消人屋敷の殺人:深木章子:一度は「書かなければならない」案件

「消人屋敷の殺人」(067/2020年)

直球勝負の本格ミステリ。嵐で孤立した屋敷が舞台です。やはり、本格ミステリ作家としては、一度は「書かなければならない」案件なのでしょう。もちろん、屋敷の見取り図付です。

孤立した屋敷で電話線が切られる。超王道で深木は挑んできます。敢えてありきたりな要素を満載した上で、いかに今までのミステリとは異なった作品に仕上げるのか。かなり大変な作業かと思います。パクリとか言われる可能性も高いし、ネタは有限だし。でも、ミステリ好きの既視感を利用したトリックとかも繰り出せるので、この案件は尽きないのでしょう。たくさん読んでるからこそミスリードされる、悔しいけど、楽しいです。

どんなトリックで攻めてくるのか、真っ向から疑って進む読書です。今までの読書経験から、様々なパターンを思い浮かべながら読むのですが、今回、本作品で気が付いたことがあります。
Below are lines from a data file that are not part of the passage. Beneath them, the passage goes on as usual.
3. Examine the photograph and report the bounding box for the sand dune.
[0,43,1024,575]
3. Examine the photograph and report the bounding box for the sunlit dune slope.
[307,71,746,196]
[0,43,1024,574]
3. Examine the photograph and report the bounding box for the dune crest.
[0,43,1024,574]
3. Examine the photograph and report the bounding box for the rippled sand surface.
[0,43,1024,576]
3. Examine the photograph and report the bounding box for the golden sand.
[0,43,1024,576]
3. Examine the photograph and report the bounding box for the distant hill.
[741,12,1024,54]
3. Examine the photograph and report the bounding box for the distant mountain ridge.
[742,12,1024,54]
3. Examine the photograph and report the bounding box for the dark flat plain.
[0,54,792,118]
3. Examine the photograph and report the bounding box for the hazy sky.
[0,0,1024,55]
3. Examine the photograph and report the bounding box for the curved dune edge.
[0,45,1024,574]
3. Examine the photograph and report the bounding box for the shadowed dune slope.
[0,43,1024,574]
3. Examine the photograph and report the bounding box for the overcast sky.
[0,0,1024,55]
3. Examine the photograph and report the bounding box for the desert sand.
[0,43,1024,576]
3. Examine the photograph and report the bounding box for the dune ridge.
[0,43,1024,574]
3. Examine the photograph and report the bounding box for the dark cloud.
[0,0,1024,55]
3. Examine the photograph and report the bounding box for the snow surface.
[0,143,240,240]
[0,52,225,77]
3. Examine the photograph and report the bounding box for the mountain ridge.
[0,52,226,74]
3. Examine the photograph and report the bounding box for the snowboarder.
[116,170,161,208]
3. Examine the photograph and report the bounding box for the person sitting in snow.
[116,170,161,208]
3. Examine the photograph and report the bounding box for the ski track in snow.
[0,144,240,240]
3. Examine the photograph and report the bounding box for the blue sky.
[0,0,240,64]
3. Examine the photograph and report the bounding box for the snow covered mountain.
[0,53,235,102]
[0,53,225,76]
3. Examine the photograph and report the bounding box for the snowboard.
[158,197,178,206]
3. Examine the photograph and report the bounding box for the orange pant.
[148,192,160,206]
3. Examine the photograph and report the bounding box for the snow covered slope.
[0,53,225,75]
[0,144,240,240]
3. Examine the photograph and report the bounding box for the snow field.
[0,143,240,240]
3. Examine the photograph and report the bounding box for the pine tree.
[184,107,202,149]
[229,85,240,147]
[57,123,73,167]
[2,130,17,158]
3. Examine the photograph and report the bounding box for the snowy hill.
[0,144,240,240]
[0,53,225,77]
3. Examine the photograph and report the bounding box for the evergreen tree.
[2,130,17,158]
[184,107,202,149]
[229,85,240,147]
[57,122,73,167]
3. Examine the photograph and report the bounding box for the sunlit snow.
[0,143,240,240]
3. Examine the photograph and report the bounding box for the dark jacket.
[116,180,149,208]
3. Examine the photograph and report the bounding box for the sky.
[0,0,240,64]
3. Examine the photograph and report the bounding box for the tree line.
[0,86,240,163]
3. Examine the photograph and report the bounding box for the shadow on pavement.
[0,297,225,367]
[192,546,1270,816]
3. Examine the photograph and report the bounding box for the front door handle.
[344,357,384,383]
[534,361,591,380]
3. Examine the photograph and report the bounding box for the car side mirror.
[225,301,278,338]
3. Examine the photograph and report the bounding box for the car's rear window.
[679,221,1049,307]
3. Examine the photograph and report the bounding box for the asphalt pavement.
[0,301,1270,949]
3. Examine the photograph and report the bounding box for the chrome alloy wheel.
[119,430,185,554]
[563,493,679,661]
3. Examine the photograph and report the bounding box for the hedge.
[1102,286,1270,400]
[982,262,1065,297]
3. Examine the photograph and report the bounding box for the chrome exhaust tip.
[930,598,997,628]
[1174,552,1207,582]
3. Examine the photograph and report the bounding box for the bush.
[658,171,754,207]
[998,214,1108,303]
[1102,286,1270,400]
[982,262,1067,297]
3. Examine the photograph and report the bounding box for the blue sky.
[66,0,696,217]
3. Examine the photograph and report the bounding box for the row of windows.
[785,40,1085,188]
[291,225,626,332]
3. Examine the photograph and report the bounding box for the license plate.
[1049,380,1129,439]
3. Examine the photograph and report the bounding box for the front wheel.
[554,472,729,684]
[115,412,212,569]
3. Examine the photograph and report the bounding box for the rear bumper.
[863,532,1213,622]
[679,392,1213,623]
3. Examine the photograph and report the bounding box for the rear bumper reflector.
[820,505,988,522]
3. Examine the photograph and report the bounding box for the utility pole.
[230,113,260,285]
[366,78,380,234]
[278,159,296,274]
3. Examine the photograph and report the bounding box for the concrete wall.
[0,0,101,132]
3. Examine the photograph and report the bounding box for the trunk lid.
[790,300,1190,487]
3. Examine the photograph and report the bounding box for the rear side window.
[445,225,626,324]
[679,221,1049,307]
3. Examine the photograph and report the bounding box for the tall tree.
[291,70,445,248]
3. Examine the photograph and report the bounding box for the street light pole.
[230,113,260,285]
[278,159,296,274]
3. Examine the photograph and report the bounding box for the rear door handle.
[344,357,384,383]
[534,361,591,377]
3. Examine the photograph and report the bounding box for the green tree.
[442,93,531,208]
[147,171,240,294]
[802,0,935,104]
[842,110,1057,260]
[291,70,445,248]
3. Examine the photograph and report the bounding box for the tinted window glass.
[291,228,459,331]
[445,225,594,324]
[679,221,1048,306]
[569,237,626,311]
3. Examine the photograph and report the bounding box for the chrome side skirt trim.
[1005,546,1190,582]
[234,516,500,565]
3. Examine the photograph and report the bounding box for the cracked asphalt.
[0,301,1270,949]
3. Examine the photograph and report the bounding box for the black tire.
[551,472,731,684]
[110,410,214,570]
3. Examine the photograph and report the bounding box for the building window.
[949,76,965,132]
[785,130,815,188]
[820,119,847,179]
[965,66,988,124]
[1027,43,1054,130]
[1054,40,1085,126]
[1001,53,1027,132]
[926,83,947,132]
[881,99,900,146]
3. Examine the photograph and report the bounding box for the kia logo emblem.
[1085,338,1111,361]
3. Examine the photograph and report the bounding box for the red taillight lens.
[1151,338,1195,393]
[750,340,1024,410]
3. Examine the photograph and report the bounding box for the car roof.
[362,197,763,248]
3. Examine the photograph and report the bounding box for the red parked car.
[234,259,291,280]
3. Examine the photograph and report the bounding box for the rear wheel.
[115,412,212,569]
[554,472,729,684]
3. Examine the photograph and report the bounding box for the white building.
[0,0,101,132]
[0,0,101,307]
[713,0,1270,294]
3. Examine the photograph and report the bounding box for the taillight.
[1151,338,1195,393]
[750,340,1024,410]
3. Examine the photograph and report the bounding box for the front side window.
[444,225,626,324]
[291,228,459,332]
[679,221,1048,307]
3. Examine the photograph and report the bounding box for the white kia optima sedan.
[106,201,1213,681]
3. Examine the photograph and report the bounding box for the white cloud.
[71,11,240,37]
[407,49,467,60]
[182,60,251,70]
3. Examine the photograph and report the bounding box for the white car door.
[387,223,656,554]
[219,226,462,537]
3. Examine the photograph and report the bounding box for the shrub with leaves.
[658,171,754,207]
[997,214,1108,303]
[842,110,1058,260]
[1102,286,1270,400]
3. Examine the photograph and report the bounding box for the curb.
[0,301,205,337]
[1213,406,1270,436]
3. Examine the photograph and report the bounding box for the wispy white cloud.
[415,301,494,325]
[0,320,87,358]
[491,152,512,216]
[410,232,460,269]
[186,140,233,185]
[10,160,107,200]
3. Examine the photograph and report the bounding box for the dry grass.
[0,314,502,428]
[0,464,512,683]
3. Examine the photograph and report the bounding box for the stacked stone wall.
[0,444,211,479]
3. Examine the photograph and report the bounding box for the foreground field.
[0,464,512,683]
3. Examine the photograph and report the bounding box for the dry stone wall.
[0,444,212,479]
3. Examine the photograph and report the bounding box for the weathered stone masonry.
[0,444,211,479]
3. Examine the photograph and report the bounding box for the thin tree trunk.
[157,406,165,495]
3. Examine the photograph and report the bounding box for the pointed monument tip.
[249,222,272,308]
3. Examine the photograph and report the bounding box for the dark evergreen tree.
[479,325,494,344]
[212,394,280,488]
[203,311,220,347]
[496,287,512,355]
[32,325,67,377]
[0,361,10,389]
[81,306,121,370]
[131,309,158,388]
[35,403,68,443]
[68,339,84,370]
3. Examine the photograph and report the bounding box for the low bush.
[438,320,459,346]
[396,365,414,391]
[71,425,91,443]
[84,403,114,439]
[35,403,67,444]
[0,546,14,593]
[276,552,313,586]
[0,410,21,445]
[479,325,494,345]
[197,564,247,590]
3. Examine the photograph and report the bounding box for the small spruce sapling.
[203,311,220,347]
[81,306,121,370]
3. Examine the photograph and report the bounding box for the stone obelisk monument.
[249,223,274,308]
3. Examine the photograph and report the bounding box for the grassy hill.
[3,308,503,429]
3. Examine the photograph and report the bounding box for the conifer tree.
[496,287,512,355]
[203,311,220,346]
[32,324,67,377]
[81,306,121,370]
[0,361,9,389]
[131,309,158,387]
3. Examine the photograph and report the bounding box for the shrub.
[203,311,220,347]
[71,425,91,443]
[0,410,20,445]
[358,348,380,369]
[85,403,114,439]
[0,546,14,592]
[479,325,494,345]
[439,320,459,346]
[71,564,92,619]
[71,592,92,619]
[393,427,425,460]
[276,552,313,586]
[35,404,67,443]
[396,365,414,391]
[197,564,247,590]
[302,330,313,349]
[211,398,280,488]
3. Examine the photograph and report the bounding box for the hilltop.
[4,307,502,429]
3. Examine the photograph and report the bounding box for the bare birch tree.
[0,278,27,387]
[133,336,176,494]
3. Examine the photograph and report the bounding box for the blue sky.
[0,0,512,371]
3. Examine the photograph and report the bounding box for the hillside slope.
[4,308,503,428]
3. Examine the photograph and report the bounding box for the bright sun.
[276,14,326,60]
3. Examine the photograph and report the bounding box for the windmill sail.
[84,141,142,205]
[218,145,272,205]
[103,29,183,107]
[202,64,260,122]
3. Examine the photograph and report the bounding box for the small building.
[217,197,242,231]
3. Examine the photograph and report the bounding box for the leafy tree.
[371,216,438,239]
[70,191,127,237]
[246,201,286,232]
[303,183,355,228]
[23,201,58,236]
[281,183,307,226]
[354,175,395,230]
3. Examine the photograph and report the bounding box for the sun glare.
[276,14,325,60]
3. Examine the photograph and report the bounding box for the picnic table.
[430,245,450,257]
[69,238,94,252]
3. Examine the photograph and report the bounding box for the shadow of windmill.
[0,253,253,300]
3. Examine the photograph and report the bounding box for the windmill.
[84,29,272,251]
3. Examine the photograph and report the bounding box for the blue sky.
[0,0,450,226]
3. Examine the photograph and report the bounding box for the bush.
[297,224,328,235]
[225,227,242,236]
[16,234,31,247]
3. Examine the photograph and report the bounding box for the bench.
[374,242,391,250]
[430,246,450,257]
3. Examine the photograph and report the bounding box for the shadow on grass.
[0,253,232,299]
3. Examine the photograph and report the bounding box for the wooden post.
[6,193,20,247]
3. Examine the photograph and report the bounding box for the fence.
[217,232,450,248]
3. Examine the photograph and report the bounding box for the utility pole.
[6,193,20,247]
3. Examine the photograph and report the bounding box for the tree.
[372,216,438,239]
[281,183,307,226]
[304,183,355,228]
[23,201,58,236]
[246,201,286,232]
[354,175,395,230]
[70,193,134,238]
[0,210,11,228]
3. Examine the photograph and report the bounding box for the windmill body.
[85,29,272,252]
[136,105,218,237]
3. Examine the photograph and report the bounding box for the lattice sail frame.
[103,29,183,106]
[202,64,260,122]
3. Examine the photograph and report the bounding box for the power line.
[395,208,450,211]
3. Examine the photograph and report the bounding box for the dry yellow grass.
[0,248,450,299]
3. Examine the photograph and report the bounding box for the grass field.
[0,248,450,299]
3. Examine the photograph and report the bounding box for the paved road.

疑いながら読んでいるのですが、物語の世界に引き込まれると、疑うことを忘れているのです。ミステリのトリックを探すことより、ミステリの世界に入ることの方が面白いし、興奮するからだと思います。そして、疑うことを忘れたころに、一気にドドーンと、作者は読者に「解答」をぶつけてくるから、衝撃も大きくなるんです。

ずーっと疑いながら読んでいれば、きっと少なからず解答に近づいているはず。そこで答えを明かされても、衝撃は小さいはずです。が、優れた本格ミステリは違うのです。

本作、大きく分けて4つのポイントがあります。どれもお馴染みの「仕掛け」ではありますが、実にうまく作用してます。そしてオマケで過去の謎解きも付いてくるので、存分に楽しんでください。